Entre moi et mon frère Ngô-dinh-Diêm , le futur Président de la République du Sud-Vietnam, était intercalé un petit frère mort en bas-âge. Diêm était peut-être celui que je connaissais le mieux quoique pas très intimement à cause de mon état de séminariste et de ses charges de mandarin.
Mon frère Diêm était unique comme chrétien et comme autodidacte. N’étant pas son confesseur, je ne pouvais pas porter un jugement sur sa sainteté appuyé sur la confession sacramentelle, mais, du dehors, je n’ai jamais aperçu dans sa conduite quelque chose contraire à la loi de Dieu. Certes, il avait ses petits défauts, de petits travers : il avait beaucoup d’efforts à faire pour dompter ses colères, lui qui accomplit ses devoirs d’états à l’instar du plus austère moine, à la vue de la négligence des fonctionnaires sous ses ordres. La vertu qui éclatait chez lui c’était la chasteté, jamais un mot, un regard déplacé, jamais ses yeux ne tombaient sur un roman douteux. Il se contentait des livres de la Bonne Presse. Son temps libre était consacré à s’instruire. Autodidacte, il n’avait eu des études régulières que pendant quelques années chez les Frères des Ecoles Chrétiennes, études couronnées par le diplôme complémentaire acquis avec « maxima cum laude » et félicitations du jury, à l’âge de seize ans et tremblant de fièvre pendant l’examen. Il possédait les caractères chinois et pouvait correspondre par l’écriture chinoise avec les Chinois et les Japonais. Il exagérait, peut-être, quand il désirait se faire comprendre, quoiqu’il connût toutes les nuances de la langue française. Excès de zèle. Excès pour la perfection. Son grand lit de camp était environné d’une palissade de livres de tous genres mais toujours sérieux.
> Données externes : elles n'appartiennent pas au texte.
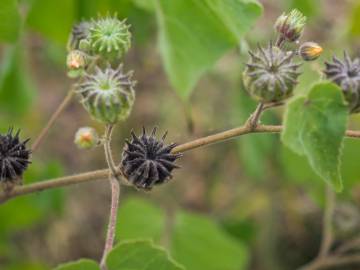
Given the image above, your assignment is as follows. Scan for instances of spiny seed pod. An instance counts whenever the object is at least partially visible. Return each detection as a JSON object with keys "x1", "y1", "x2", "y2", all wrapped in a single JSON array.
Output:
[
  {"x1": 121, "y1": 127, "x2": 182, "y2": 190},
  {"x1": 243, "y1": 43, "x2": 300, "y2": 103},
  {"x1": 275, "y1": 9, "x2": 306, "y2": 42},
  {"x1": 77, "y1": 65, "x2": 135, "y2": 124},
  {"x1": 66, "y1": 50, "x2": 89, "y2": 78},
  {"x1": 74, "y1": 127, "x2": 99, "y2": 149},
  {"x1": 68, "y1": 21, "x2": 90, "y2": 50},
  {"x1": 324, "y1": 52, "x2": 360, "y2": 113},
  {"x1": 299, "y1": 42, "x2": 323, "y2": 61},
  {"x1": 0, "y1": 128, "x2": 31, "y2": 182},
  {"x1": 89, "y1": 16, "x2": 131, "y2": 58}
]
Encore petit écolier, il avait une chandelle à côté de son lit, lui-même se levait de bon matin, allumait sa chandelle et, dans la nuit, commençait à étudier ses leçons, à faire ses devoirs. Il était toujours le premier et premier en tous genres. Il fallait un homme pour ramener à la maison sa moisson de couronnes de lauriers et ses gros livres de prix, après chaque fin d’année scolaire.
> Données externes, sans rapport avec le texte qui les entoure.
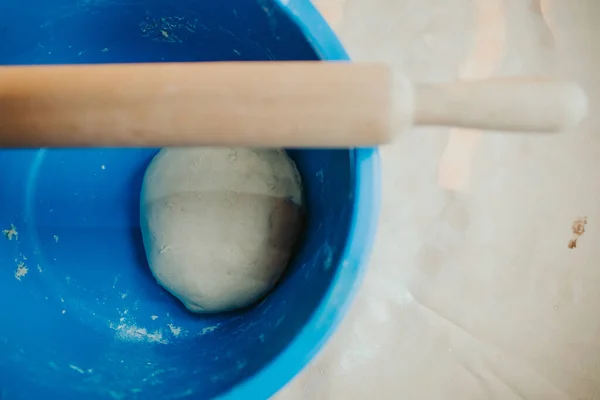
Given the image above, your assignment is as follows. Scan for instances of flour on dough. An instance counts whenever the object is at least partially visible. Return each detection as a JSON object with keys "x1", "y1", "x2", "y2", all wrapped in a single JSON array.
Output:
[{"x1": 141, "y1": 147, "x2": 302, "y2": 313}]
Je ne l’ai jamais vu perdre son temps. Quand il devint haut-mandarin, avec un traitement meilleur, ses passe-temps furent la photographie et la chasse, mais jamais ces innocentes distractions n’empiétèrent sur ses heures de travail pour le peuple et l’Etat.
Séminariste, je rentrais chez moi pour les deux mois d’été et me trouvais en famille, avec papa, maman, mes frères et petites soeurs. Mon frère aîné était petit-mandarin hors de Hué, ma soeur aînée ne mangeait pas avec nous mais dans la cuisine où elle nous préparait les repas.
Pendant ces vacances, mon frère Diêm, alors qu’il n’était pas encore mandarin, s’amusait à obliger mes deux petites soeurs et mes deux petits frères « à jouer à la guerre ». D’abord, il leur dessinait sur les lèvres des moustaches avec un bouchon de liège calciné et les fusils étaient faits du noyau central des grandes feuilles de bananier. C’était d’un comique ! mais Diêm faisait tout sérieusement et conduisait cette armée, composée de deux petits soldats et de deux petites soldates, en martelant le sol de leurs pieds nus : Un-deux, Un-deux. Gare aux soldat distrait, un coup de sabre sur le derrière le rappelait à l’ordre. Tantôt Diêm occupait ses frères et soeurs à faire un petit jardin.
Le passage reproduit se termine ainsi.